Vinicius Jr. parece genuinamente animado com o confronto — e sua leitura diz muito sobre o que o Brasil planeja fazer. Para o atacante do Real Madrid, o jogo em Boston será aberto, com as duas seleções apostando no ataque.

"É um jogo que vai ser muito aberto. Porque as duas seleções jogam com muitos atacantes. É um jogo que todo mundo gosta de ver, onde ninguém vai querer ficar se defendendo", disse Vini.

Do ponto de vista das defensive actions — métrica que conta bloqueios, interceptações e duelos defensivos ganhos por 90 minutos —, o Brasil de Ancelotti tem mostrado um número razoável, mas ainda abaixo das seleções de elite quando o adversário aplica pressão alta. Contra a França, isso pode ser testado nos primeiros 20 minutos, que costumam ser o período em que os franceses mais pressionam para definir o campo de disputa.

Vini também destacou o papel do amistoso como termômetro real: "Vai ser um parâmetro bom para a gente.
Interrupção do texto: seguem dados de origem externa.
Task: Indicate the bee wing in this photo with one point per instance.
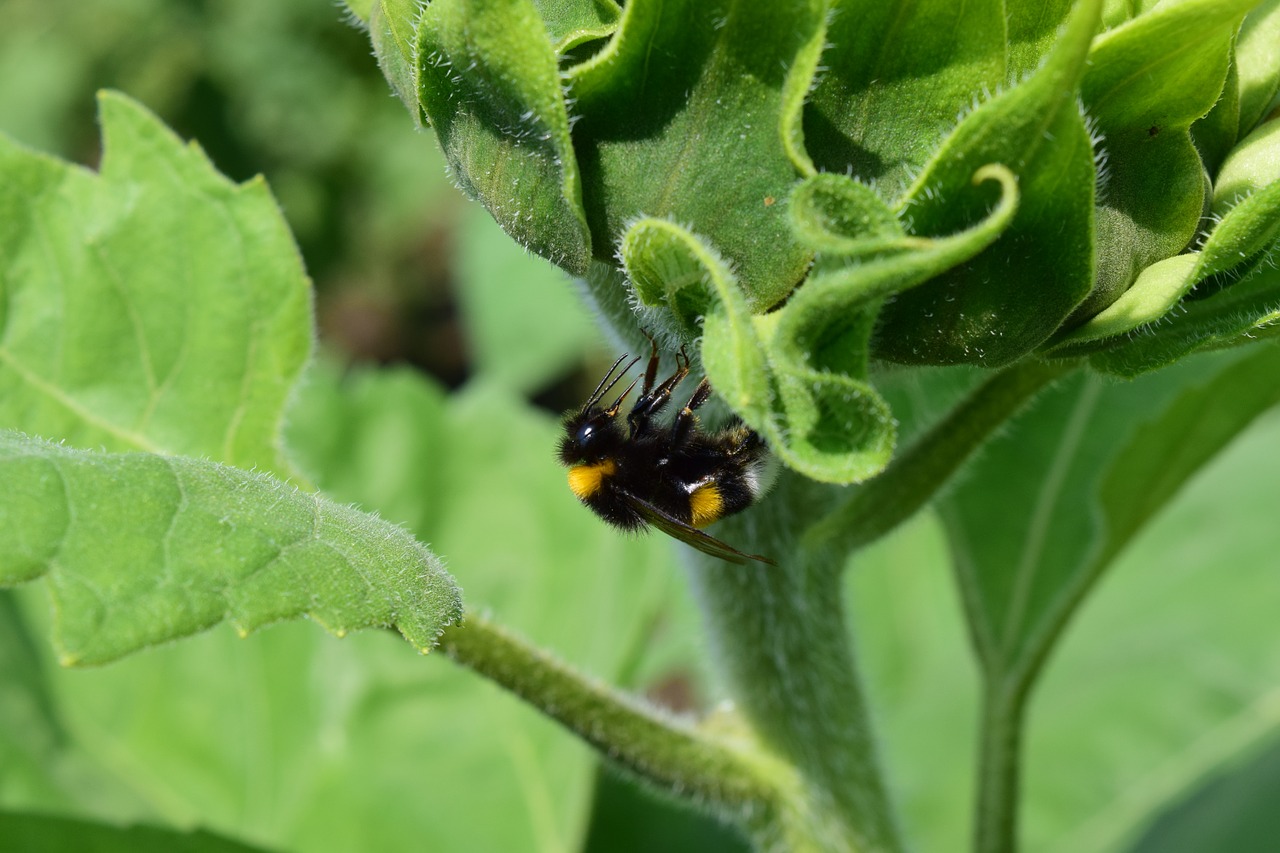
(691, 536)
Porque a gente vai ter que defender nos momentos importantes, mas poder atacar também com a nossa força máxima". A frase resume o dilema tático que Ancelotti precisa resolver — e que o Gillette Stadium vai ajudar a responder.
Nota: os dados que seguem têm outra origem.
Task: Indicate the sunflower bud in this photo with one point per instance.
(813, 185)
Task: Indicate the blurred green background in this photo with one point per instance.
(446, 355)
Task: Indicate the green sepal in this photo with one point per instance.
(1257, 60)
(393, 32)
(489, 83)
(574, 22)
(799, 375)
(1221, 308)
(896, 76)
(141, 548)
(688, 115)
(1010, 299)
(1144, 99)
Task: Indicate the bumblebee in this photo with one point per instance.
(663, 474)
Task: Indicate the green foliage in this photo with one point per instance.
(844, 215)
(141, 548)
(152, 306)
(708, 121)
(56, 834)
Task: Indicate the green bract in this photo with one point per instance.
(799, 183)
Quatro atacantes e a aposta de Ancelotti no equilíbrio ofensivo Ancelotti quer e
Quatro atacantes e a aposta de Ancelotti no equilíbrio ofensivo Ancelotti quer e

O que Boston revela sobre o Brasil da Copa

O amistoso em Boston não é apenas um teste de elenco. Ele é, na prática, a primeira vez que Ancelotti coloca seu modelo de jogo completo — quatro atacantes, dois volantes, zaga de quatro — contra uma seleção com capacidade real de punir erros táticos. Nenhum dos amistosos anteriores da preparação brasileira teve esse nível de exigência posicional.

A pass network que o Brasil vai construir ao longo do jogo dirá muito sobre como Ancelotti imagina o fluxo ofensivo para a Copa do Mundo. Se Casemiro e Andrey Santos aparecerem como nós centrais de distribuição, com os quatro atacantes recebendo em posições adiantadas, o modelo funciona. Se a bola travar no meio-campo e os atacantes ficarem isolados, o problema estrutural estará exposto — e a França tem qualidade suficiente para punir isso com eficiência cirúrgica.

Depois do confronto com os franceses, o Brasil ainda fará mais três amistosos antes da estreia na Copa do Mundo: contra a Croácia no dia 31 de março, e outros dois antes do início do torneio. Mas o jogo desta quinta-feira, 26 de junho, em Boston, é o único em que o nível do adversário chega perto do que o Brasil vai encontrar nas fases finais do Mundial. São 90 minutos para confirmar se o plano de Ancelotti funciona — ou para corrigi-lo a tempo.